Object Database (ODBMS) for Python
Paul D. Fernhout
pdfernhout at kurtz-fernhout.com
Fri Aug 29 12:11:51 EDT 2003
Patrick K. O'Brien wrote:
> Jeremy Bowers <jerf at jerf.org> writes:
>>So why *isn't* it a transaction? Unless you have a good reason not
>>to, I'd suggest automatically "coercing" that into a transaction
>>instead of throwing an error.
>
> These are some of my reasons: 1) every transaction gets pickled and
> logged before executed, so that the database can recover from a crash,
> 2) most of the other cool features depend on mutations passing through
> the extent manager for each class, 3) transparent transactions only
> seem like a good idea, 4) security is hard to enforce without explicit
> boundaries (read the Twisted docs regarding Perspective Broker), 5)

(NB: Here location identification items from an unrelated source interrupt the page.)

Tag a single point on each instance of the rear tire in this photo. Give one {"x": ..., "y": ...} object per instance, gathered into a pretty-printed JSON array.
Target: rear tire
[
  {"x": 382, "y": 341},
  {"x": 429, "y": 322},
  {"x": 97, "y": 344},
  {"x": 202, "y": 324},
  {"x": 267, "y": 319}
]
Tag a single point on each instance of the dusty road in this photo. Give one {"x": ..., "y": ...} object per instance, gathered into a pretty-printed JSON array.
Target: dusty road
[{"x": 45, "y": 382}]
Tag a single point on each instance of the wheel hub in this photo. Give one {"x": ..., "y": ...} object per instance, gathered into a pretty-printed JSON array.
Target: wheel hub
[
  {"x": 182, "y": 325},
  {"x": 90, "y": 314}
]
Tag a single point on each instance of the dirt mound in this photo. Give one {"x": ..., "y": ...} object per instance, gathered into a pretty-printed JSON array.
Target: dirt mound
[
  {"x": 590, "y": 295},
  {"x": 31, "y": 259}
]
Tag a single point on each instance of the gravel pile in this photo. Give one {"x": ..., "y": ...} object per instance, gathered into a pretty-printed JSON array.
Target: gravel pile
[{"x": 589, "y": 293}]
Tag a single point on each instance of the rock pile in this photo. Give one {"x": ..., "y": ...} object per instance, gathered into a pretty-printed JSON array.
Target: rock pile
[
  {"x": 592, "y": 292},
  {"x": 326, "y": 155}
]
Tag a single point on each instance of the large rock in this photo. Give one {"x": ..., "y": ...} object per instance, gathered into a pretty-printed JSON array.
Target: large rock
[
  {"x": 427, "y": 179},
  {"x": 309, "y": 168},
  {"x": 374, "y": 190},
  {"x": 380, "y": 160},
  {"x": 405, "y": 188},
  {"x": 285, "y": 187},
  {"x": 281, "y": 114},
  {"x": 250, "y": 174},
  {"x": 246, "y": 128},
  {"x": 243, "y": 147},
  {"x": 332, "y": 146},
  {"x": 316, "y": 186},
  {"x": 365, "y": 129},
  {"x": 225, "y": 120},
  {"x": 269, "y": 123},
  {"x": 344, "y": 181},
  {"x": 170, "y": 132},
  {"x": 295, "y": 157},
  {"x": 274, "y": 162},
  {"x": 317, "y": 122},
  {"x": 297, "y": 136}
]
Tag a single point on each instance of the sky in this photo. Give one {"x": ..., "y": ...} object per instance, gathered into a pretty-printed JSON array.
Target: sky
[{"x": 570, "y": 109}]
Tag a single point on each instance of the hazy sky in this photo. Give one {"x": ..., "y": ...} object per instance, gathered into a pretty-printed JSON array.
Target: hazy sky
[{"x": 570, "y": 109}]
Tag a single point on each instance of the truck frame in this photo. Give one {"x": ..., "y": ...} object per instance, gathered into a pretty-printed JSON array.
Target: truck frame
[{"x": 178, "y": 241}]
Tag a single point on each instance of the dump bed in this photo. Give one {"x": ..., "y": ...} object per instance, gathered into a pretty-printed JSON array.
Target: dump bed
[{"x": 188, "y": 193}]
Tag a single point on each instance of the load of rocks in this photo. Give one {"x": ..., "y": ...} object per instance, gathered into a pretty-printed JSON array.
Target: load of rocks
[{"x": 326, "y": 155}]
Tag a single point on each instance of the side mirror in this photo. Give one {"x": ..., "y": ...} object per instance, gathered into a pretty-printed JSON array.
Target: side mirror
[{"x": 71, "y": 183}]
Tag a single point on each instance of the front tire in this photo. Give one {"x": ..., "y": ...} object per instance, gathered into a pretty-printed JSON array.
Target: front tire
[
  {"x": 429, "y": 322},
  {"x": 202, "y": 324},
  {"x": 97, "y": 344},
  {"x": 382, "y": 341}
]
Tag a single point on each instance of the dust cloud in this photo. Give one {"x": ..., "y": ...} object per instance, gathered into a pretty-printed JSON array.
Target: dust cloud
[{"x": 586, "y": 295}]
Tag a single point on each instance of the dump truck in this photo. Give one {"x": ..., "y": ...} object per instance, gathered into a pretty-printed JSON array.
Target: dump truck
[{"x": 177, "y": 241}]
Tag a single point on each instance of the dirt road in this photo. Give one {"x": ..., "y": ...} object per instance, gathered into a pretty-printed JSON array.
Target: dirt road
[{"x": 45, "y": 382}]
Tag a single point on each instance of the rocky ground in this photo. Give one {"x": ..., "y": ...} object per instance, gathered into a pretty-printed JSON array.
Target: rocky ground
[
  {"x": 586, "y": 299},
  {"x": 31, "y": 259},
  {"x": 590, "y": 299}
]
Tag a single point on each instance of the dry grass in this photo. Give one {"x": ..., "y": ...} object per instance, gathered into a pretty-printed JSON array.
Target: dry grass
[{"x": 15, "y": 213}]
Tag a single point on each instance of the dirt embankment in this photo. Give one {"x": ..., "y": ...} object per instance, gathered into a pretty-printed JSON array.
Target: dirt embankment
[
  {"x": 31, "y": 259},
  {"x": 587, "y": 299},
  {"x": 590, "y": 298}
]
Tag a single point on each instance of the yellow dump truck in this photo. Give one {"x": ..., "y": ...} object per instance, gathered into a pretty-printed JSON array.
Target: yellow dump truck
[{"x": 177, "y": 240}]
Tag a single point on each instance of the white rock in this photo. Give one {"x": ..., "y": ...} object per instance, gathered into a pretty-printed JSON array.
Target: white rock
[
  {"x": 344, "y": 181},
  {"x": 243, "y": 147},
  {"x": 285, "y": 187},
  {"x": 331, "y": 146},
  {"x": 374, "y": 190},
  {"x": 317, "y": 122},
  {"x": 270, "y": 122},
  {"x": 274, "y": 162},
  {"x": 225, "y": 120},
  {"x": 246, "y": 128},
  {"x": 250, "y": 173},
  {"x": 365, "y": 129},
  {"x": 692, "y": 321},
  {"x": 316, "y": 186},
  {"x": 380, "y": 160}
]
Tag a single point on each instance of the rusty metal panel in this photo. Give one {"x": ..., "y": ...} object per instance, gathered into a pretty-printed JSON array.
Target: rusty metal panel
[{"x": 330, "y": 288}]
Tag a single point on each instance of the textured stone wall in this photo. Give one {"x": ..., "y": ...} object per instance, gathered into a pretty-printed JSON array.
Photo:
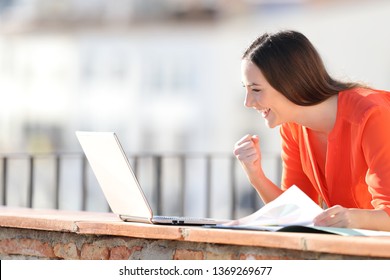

> explicit is better than implicit, especially when valuable persistent
> data is involved.
>
> [snip]
>
>>(I'm only really entering my maturity (IMHO) as a software engineer,
>>but one of my rules of thumb for developing software for other
>>people to use is that the API can ***never*** be too easy.
>
> If you can figure out a way to have transparent transactions, without
> giving up on any ACID properties considered mandatory for a DBMS, I
> would love to hear about it. Have you worked with any other object
> databases?
To cite:
http://databases.about.com/library/weekly/aa120102a.htm
"The ACID model is one of the oldest and most important concepts of
database theory. It sets forward four goals that every database
management system must strive to achieve: atomicity, consistency,
isolation and durability. No database that fails to meet any of these
four goals can be considered reliable."
Well, to chime in here, in a "friendly" competition / cooperation sort
of way, the Pointrel Data Repository System,
http://sourceforge.net/projects/pointrel/
while not quite an object database (and admittedly its case being
easier) has a simple API in the bare minimum use case (it has more
complex variants). Here is an example of its use (with fragments
inspired in response to an earlier c.l.p poster's use case a few days ago):
from pointrel20030812 import *
# add a first attendant -- uses built in unique ID function
# each change will be implicitely a seperate transaction
attendantID = Pointrel_generateUniqueID()
Pointrel_add("congress", attendantID, 'object type', 'user')
Pointrel_add("congress", attendantID, 'name', 'Sir Galahad')
# add a second attendant, this time as an atomic transaction
attendantID = Pointrel_generateUniqueID()
Pointrel_startTransaction()
Pointrel_add("congress", attendantID, 'object type', 'user')
Pointrel_add("congress", attendantID, 'name', 'Brian')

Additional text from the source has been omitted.